OpenAI Analysis of SWE-bench Pro Coding Evaluation Flaws
OpenAI Analysis of SWE-bench Pro Coding Evaluation Flaws
OpenAI has retracted its recommendation for the SWE-bench Pro benchmark, concluding that approximately 30% of the tasks within the dataset are broken. This finding follows a rigorous audit of the benchmark's 731-task public split, revealing that many evaluations provide a false signal of model capability by penalizing functionally correct solutions or rewarding incomplete ones.
The Failure Modes of Coding Benchmarks
OpenAI identified four primary categories of flaws that invalidate coding evaluations. These issues often stem from the fact that benchmarks are programmatically sourced from real-world GitHub issues and pull requests, which were originally intended for human collaboration rather than isolated machine testing.
- Overly Strict Tests: Tests that enforce specific implementation details not specified in the prompt, causing functionally correct submissions to fail.
- Underspecified Prompts: Prompts that omit requirements that are enforced by hidden tests but are not reasonably inferable from the provided context.
- Low-Coverage Tests: Tests that fail to sufficiently check the requested feature, allowing incomplete or incorrect fixes to pass.
- Misleading Prompts: Instructions that point models toward incorrect behavior or directly contradict the requirements of the tests.
Audit Methodology: Agents and Humans
To identify these flaws, OpenAI employed a dual-track quality assurance pipeline. This approach highlights the growing utility of AI agents to perform scalable data quality checks that were previously too costly to perform manually.
Automated Agent Review
An initial filter flagged 286 potentially broken tasks. These were then audited by Codex-based investigator agents with access to the task repository and environment. These agents could run tests, inspect files, and investigate common failure modes to distinguish between reasonable ambiguity and true underspecification.
Human Annotation Campaign
In parallel, five experienced software engineers reviewed the flagged tasks. Reviewers formed independent judgments based on the problem statement, test cases, and the "gold patch" (ground-truth reference solution).
Comparative Results
While the agent pipeline and human reviewers overlapped in 74% of cases, human reviewers were more likely to identify tasks as broken. Specifically, humans flagged low-coverage tests as the most common issue for 9.4% of the benchmark, compared to only 4.1% identified by the agent pipeline. This suggests that agent-led reviews are conservative and may undercount overlapping issues.
Industry Perspectives and Counterpoints
Community discussion surrounding these findings reveals a tension between the desire for "clean" benchmarks and the reality of software engineering.
Real-World Noise as a Feature
Some critics argue that underspecified prompts and contradictory instructions are not "bugs" in the benchmark, but rather accurate reflections of the professional environment.
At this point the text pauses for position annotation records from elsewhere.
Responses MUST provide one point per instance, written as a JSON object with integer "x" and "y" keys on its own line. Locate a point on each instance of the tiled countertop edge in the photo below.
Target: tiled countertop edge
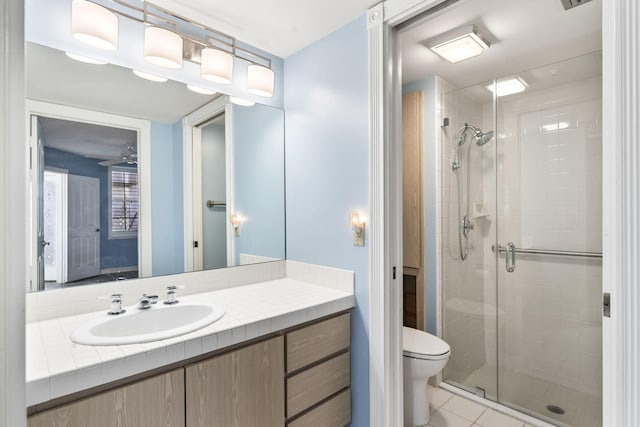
{"x": 117, "y": 362}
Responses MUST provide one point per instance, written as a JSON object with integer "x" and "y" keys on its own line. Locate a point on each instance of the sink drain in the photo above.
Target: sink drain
{"x": 555, "y": 409}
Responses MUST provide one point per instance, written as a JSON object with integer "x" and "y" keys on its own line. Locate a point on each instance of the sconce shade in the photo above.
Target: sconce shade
{"x": 260, "y": 80}
{"x": 94, "y": 25}
{"x": 163, "y": 47}
{"x": 217, "y": 66}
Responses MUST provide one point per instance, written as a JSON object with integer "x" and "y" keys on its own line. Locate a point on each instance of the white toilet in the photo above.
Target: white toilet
{"x": 424, "y": 356}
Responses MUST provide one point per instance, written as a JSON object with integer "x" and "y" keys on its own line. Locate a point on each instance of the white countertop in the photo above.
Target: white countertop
{"x": 56, "y": 366}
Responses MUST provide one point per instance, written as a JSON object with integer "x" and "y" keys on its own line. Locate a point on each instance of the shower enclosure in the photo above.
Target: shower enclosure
{"x": 520, "y": 237}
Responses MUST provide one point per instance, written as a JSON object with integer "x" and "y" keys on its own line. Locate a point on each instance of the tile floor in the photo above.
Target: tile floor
{"x": 450, "y": 410}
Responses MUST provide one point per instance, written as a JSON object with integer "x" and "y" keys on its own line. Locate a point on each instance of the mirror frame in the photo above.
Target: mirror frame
{"x": 143, "y": 129}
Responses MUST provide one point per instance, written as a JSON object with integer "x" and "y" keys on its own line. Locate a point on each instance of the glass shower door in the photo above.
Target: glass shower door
{"x": 549, "y": 266}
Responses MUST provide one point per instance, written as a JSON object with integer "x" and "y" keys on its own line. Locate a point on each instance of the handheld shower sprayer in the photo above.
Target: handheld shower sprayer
{"x": 465, "y": 225}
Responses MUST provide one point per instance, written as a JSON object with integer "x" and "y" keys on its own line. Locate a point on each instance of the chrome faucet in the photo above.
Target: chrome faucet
{"x": 116, "y": 305}
{"x": 171, "y": 295}
{"x": 146, "y": 301}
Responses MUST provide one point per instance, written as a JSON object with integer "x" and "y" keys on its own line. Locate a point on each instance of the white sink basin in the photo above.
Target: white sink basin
{"x": 156, "y": 323}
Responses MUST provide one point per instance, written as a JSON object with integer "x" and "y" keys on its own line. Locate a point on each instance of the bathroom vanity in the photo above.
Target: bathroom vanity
{"x": 279, "y": 357}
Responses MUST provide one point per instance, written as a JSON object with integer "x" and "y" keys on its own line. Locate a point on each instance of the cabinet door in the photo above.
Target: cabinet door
{"x": 157, "y": 401}
{"x": 242, "y": 388}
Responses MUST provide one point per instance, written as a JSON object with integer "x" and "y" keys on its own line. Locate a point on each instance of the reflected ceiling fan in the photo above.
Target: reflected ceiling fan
{"x": 129, "y": 156}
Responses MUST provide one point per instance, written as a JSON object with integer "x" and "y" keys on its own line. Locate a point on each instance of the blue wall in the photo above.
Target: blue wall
{"x": 258, "y": 174}
{"x": 429, "y": 170}
{"x": 327, "y": 155}
{"x": 114, "y": 253}
{"x": 167, "y": 198}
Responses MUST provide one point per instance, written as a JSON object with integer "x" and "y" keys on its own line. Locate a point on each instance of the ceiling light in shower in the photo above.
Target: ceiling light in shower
{"x": 150, "y": 77}
{"x": 241, "y": 101}
{"x": 84, "y": 59}
{"x": 94, "y": 25}
{"x": 508, "y": 86}
{"x": 260, "y": 80}
{"x": 163, "y": 47}
{"x": 201, "y": 90}
{"x": 459, "y": 44}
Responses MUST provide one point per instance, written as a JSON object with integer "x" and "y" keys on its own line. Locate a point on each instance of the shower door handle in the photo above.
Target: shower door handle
{"x": 511, "y": 257}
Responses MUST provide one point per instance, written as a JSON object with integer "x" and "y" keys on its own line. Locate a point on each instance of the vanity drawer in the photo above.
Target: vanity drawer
{"x": 334, "y": 412}
{"x": 315, "y": 384}
{"x": 315, "y": 342}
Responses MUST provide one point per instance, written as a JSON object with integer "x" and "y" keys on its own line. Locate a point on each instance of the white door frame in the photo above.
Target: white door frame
{"x": 143, "y": 129}
{"x": 192, "y": 179}
{"x": 61, "y": 222}
{"x": 621, "y": 210}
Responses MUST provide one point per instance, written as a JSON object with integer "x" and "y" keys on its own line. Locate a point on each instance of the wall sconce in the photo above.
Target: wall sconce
{"x": 94, "y": 25}
{"x": 236, "y": 222}
{"x": 357, "y": 226}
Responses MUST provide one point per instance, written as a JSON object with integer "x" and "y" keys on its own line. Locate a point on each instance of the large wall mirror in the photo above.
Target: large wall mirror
{"x": 134, "y": 178}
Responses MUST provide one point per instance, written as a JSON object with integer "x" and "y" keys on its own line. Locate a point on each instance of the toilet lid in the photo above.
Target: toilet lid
{"x": 421, "y": 344}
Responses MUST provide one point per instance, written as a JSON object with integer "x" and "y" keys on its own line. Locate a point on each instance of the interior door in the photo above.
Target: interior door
{"x": 84, "y": 227}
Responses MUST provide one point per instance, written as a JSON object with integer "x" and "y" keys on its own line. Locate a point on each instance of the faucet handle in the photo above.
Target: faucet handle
{"x": 152, "y": 298}
{"x": 116, "y": 305}
{"x": 171, "y": 295}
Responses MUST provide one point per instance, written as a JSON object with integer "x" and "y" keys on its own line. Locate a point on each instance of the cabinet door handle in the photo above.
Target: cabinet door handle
{"x": 511, "y": 257}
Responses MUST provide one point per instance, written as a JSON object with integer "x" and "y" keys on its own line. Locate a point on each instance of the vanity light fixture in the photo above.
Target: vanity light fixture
{"x": 216, "y": 66}
{"x": 170, "y": 38}
{"x": 357, "y": 222}
{"x": 260, "y": 80}
{"x": 201, "y": 90}
{"x": 510, "y": 86}
{"x": 163, "y": 47}
{"x": 94, "y": 25}
{"x": 459, "y": 44}
{"x": 235, "y": 222}
{"x": 84, "y": 59}
{"x": 150, "y": 77}
{"x": 241, "y": 101}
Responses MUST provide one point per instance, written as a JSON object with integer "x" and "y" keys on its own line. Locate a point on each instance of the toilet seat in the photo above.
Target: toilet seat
{"x": 422, "y": 345}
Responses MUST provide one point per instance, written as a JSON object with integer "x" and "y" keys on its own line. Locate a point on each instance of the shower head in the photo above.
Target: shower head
{"x": 482, "y": 137}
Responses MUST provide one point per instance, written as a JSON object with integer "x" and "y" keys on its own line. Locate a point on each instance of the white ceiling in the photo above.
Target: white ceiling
{"x": 524, "y": 35}
{"x": 280, "y": 27}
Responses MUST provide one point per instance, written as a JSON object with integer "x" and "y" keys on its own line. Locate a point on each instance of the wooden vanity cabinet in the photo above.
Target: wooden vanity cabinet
{"x": 155, "y": 401}
{"x": 319, "y": 374}
{"x": 296, "y": 378}
{"x": 242, "y": 388}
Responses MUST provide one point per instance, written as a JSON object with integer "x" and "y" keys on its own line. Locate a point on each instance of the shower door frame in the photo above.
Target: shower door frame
{"x": 621, "y": 130}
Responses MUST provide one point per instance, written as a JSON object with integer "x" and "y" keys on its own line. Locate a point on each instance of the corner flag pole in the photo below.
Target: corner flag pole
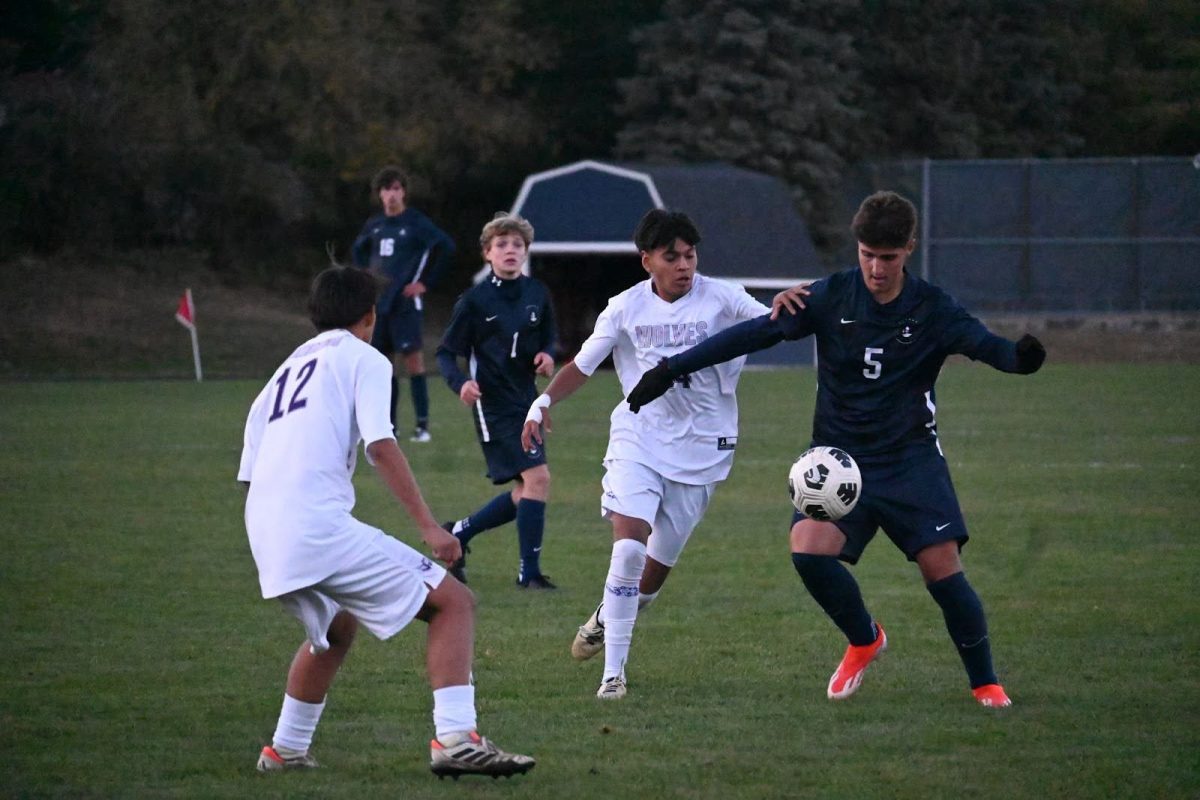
{"x": 186, "y": 317}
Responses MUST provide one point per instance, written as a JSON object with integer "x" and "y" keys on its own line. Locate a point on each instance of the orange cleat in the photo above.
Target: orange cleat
{"x": 849, "y": 675}
{"x": 991, "y": 696}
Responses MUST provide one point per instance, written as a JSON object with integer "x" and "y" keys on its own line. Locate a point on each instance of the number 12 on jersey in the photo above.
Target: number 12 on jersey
{"x": 304, "y": 374}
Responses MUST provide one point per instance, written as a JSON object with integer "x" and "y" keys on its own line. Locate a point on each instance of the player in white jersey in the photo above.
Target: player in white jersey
{"x": 331, "y": 571}
{"x": 661, "y": 469}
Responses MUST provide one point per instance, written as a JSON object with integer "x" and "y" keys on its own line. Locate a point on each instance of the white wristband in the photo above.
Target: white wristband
{"x": 534, "y": 414}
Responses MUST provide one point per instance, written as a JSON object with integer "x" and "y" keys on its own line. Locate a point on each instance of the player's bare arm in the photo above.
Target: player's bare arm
{"x": 469, "y": 392}
{"x": 393, "y": 467}
{"x": 790, "y": 299}
{"x": 565, "y": 383}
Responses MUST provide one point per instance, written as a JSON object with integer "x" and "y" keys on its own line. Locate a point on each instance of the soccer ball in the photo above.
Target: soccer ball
{"x": 825, "y": 483}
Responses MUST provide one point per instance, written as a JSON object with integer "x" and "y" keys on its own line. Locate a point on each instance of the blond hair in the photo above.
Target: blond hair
{"x": 505, "y": 223}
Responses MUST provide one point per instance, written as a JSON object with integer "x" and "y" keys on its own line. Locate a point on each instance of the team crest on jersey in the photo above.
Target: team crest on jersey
{"x": 907, "y": 331}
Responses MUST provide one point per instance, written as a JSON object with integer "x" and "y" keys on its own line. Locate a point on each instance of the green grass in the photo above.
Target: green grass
{"x": 139, "y": 660}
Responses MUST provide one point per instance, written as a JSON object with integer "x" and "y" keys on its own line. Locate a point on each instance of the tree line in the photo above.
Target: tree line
{"x": 251, "y": 130}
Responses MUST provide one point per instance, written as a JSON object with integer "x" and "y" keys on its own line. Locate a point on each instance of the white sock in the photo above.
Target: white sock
{"x": 454, "y": 710}
{"x": 621, "y": 602}
{"x": 298, "y": 722}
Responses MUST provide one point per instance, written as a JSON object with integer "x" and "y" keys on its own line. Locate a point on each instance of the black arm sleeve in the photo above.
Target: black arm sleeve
{"x": 745, "y": 337}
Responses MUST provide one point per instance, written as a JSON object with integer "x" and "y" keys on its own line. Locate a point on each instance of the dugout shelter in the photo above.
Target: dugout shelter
{"x": 585, "y": 215}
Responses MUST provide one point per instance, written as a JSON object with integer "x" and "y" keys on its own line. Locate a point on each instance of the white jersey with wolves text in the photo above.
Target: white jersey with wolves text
{"x": 689, "y": 433}
{"x": 299, "y": 452}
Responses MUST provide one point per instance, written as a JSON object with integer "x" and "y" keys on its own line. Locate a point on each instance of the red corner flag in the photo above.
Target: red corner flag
{"x": 186, "y": 311}
{"x": 186, "y": 317}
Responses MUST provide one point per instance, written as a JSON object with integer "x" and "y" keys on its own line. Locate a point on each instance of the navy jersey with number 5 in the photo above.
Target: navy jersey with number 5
{"x": 876, "y": 364}
{"x": 498, "y": 326}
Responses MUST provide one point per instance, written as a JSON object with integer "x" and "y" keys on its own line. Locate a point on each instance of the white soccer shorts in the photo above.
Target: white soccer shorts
{"x": 383, "y": 588}
{"x": 673, "y": 510}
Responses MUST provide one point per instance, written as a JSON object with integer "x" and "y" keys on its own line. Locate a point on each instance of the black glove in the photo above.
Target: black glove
{"x": 653, "y": 385}
{"x": 1030, "y": 354}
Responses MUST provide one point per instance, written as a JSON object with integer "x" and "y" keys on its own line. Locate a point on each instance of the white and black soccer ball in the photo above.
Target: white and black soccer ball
{"x": 825, "y": 483}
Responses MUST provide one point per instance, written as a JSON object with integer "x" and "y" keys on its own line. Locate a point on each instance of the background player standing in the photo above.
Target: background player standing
{"x": 661, "y": 468}
{"x": 327, "y": 567}
{"x": 406, "y": 247}
{"x": 882, "y": 337}
{"x": 504, "y": 328}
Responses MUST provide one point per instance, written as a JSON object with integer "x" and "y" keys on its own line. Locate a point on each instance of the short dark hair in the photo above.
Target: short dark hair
{"x": 661, "y": 227}
{"x": 389, "y": 175}
{"x": 885, "y": 220}
{"x": 341, "y": 296}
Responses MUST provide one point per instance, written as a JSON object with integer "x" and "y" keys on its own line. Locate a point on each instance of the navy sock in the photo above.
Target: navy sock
{"x": 498, "y": 511}
{"x": 420, "y": 400}
{"x": 531, "y": 527}
{"x": 837, "y": 591}
{"x": 967, "y": 626}
{"x": 395, "y": 398}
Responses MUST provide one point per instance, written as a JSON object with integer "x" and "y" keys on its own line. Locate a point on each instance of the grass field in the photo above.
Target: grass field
{"x": 139, "y": 660}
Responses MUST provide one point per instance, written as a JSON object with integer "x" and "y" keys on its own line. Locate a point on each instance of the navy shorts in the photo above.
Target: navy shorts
{"x": 399, "y": 330}
{"x": 911, "y": 498}
{"x": 507, "y": 458}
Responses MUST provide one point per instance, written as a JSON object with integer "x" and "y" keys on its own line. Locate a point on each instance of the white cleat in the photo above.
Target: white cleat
{"x": 270, "y": 761}
{"x": 589, "y": 638}
{"x": 612, "y": 689}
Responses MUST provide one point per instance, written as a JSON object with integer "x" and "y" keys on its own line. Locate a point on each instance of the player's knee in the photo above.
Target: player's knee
{"x": 628, "y": 559}
{"x": 813, "y": 565}
{"x": 454, "y": 597}
{"x": 535, "y": 481}
{"x": 342, "y": 631}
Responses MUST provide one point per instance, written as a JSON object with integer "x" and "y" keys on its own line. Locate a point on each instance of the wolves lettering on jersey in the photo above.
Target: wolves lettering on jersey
{"x": 688, "y": 435}
{"x": 675, "y": 335}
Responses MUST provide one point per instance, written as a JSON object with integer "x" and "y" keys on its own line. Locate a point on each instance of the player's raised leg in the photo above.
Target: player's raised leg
{"x": 815, "y": 548}
{"x": 965, "y": 619}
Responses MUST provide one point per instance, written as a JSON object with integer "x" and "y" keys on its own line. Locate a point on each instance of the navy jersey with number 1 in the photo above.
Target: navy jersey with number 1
{"x": 498, "y": 326}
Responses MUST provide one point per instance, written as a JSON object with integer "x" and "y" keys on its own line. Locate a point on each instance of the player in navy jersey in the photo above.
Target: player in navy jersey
{"x": 412, "y": 253}
{"x": 504, "y": 328}
{"x": 882, "y": 336}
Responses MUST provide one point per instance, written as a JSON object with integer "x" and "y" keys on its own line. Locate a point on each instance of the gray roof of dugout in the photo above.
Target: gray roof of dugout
{"x": 750, "y": 230}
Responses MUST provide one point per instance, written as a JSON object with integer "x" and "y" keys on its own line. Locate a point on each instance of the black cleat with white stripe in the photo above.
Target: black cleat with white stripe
{"x": 475, "y": 756}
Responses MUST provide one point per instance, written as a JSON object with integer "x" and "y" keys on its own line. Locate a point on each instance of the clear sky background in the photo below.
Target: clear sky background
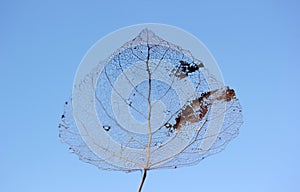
{"x": 256, "y": 44}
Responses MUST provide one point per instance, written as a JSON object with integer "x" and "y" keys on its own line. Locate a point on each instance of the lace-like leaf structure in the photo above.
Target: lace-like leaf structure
{"x": 150, "y": 105}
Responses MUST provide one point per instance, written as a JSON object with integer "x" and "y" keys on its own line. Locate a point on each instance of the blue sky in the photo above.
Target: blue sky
{"x": 256, "y": 44}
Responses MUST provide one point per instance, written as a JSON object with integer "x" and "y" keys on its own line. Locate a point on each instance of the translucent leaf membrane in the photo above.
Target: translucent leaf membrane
{"x": 149, "y": 105}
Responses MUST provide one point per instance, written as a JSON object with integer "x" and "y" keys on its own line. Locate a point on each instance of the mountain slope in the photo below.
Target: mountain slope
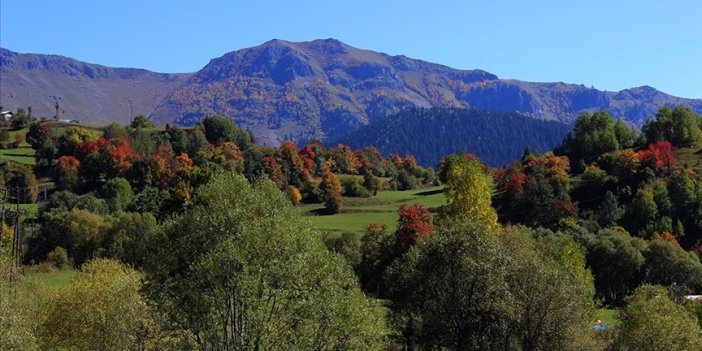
{"x": 88, "y": 92}
{"x": 497, "y": 138}
{"x": 325, "y": 88}
{"x": 284, "y": 90}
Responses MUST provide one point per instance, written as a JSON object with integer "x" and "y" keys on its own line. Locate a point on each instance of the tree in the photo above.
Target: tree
{"x": 24, "y": 184}
{"x": 371, "y": 183}
{"x": 451, "y": 291}
{"x": 467, "y": 192}
{"x": 667, "y": 263}
{"x": 626, "y": 136}
{"x": 66, "y": 173}
{"x": 552, "y": 291}
{"x": 79, "y": 231}
{"x": 102, "y": 309}
{"x": 218, "y": 128}
{"x": 21, "y": 302}
{"x": 240, "y": 270}
{"x": 378, "y": 250}
{"x": 594, "y": 135}
{"x": 331, "y": 191}
{"x": 617, "y": 262}
{"x": 114, "y": 130}
{"x": 118, "y": 194}
{"x": 609, "y": 212}
{"x": 415, "y": 223}
{"x": 653, "y": 321}
{"x": 680, "y": 126}
{"x": 141, "y": 121}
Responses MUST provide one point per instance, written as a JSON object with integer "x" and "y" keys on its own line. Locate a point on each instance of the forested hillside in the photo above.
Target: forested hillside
{"x": 429, "y": 134}
{"x": 194, "y": 238}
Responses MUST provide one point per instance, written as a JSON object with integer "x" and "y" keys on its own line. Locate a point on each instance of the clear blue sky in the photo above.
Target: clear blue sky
{"x": 610, "y": 45}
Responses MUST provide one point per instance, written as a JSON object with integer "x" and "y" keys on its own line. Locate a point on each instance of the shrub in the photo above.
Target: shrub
{"x": 58, "y": 257}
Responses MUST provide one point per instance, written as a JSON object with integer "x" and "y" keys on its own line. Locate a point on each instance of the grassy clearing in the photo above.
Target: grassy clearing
{"x": 608, "y": 316}
{"x": 23, "y": 155}
{"x": 53, "y": 279}
{"x": 359, "y": 212}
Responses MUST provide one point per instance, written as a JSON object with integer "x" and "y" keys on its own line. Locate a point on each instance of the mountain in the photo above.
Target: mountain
{"x": 87, "y": 92}
{"x": 300, "y": 91}
{"x": 325, "y": 88}
{"x": 497, "y": 138}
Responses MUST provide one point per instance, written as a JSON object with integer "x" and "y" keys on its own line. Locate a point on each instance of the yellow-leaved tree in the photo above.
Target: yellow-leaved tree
{"x": 468, "y": 192}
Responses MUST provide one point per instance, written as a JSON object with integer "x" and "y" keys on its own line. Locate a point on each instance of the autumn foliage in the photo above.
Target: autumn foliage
{"x": 415, "y": 222}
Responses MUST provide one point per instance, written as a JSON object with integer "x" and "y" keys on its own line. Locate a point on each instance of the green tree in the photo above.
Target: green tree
{"x": 552, "y": 293}
{"x": 113, "y": 130}
{"x": 371, "y": 183}
{"x": 668, "y": 263}
{"x": 102, "y": 309}
{"x": 218, "y": 128}
{"x": 451, "y": 291}
{"x": 21, "y": 308}
{"x": 594, "y": 135}
{"x": 467, "y": 192}
{"x": 609, "y": 212}
{"x": 78, "y": 231}
{"x": 118, "y": 194}
{"x": 241, "y": 270}
{"x": 653, "y": 321}
{"x": 617, "y": 261}
{"x": 626, "y": 136}
{"x": 331, "y": 191}
{"x": 378, "y": 250}
{"x": 141, "y": 121}
{"x": 680, "y": 126}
As one commenter noted:
Fundamentally aren’t they concluding that tasks assigned to software developers (human or otherwise) are often incomplete, self contradictory or worse? This is the world in which their tool must play.
The "Benchmaxx" Problem
Other observers pointed to the prevalence of "reward hacking" and "benchmaxxing"—where labs modify timeouts or hardware configurations to artificially inflate scores—as a broader systemic issue in AI evaluation. This is further complicated by the fact that many benchmarks are "one-shot" and fail to test the long-iteration cycles that characterize actual developer workflows.
Conclusion: The Need for Curated Benchmarks
OpenAI concludes that benchmarks sourced from organic open-source data are inherently prone to noise. To ensure that deployment and safety decisions are grounded in valid data, OpenAI advocates for the development of new benchmarks created by experienced software developers specifically for model evaluation, rather than relying on programmatically harvested data.